The daily grind of Canada’s immigration system, which imprisons tens of thousands without charge and notches up deportations in equally shocking numbers, reminds us of how the slander of “terrorist,” “security risk,” or “inadmissible” creates exiles who become unpeople to whom anything can be done in the name of national security. If they are of Iranian descent, the TD Bank will close their accounts without notice. If they were born in certain designated countries and come to Canada as asylum seekers, they will be denied health care and an appeal of any negative decision. If they face torture, Ottawa will claim that exceptional circumstances require that electrical charges be placed on their testicles. Even the protection of citizenship can be revoked under new legislation.
Impunity pervades government departments subject to numerous torture-related lawsuits. Benamar Benatta, Abdullah Almalki, Ahmad El-Maati, Muayyed Nureddin and Abousfian Abdelrazik, all tortured with Canadian complicity, continue seeking apologies, compensation, and the clearing of their names in protracted court proceedings designed to wear down their spirit. Even for those cleared, there is no ability to move on. Maher Arar received an apology and monetary compensation for Canadian complicity in his torture but he cannot travel to the U.S. to receive a human rights award. Hassan Almrei, who after almost ten years in solitary confinement was cleared by a Federal Court judge in his secret trial case, now faces inadmissibility proceedings based on the same allegations that have been judicially declared “unreasonable.” Adil Charkaoui, whose security certificate was withdrawn, continues to face smears against his good name, leaked to the media by intelligence agencies.

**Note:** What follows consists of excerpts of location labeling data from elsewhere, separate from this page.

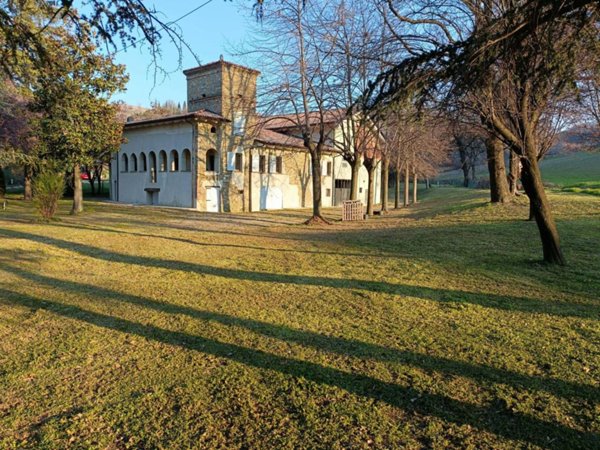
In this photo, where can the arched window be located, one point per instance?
(174, 160)
(162, 161)
(211, 160)
(152, 157)
(186, 160)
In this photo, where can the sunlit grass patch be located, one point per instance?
(434, 326)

As in Kafka’s The Trial, even an acquittal brings no measure of relief. And so the long, hard work of walking in solidarity with targeted individuals and communities is needed now more than ever. A key part of that work is refusing to buy into the fear that isolates and marginalizes those in the government’s crosshairs.
Matthew Behrens is a freelance writer and social justice advocate who coordinates the Homes not Bombs non-violent direct action network. He has worked closely with the targets of Canadian and U.S. "national security" profiling for many years.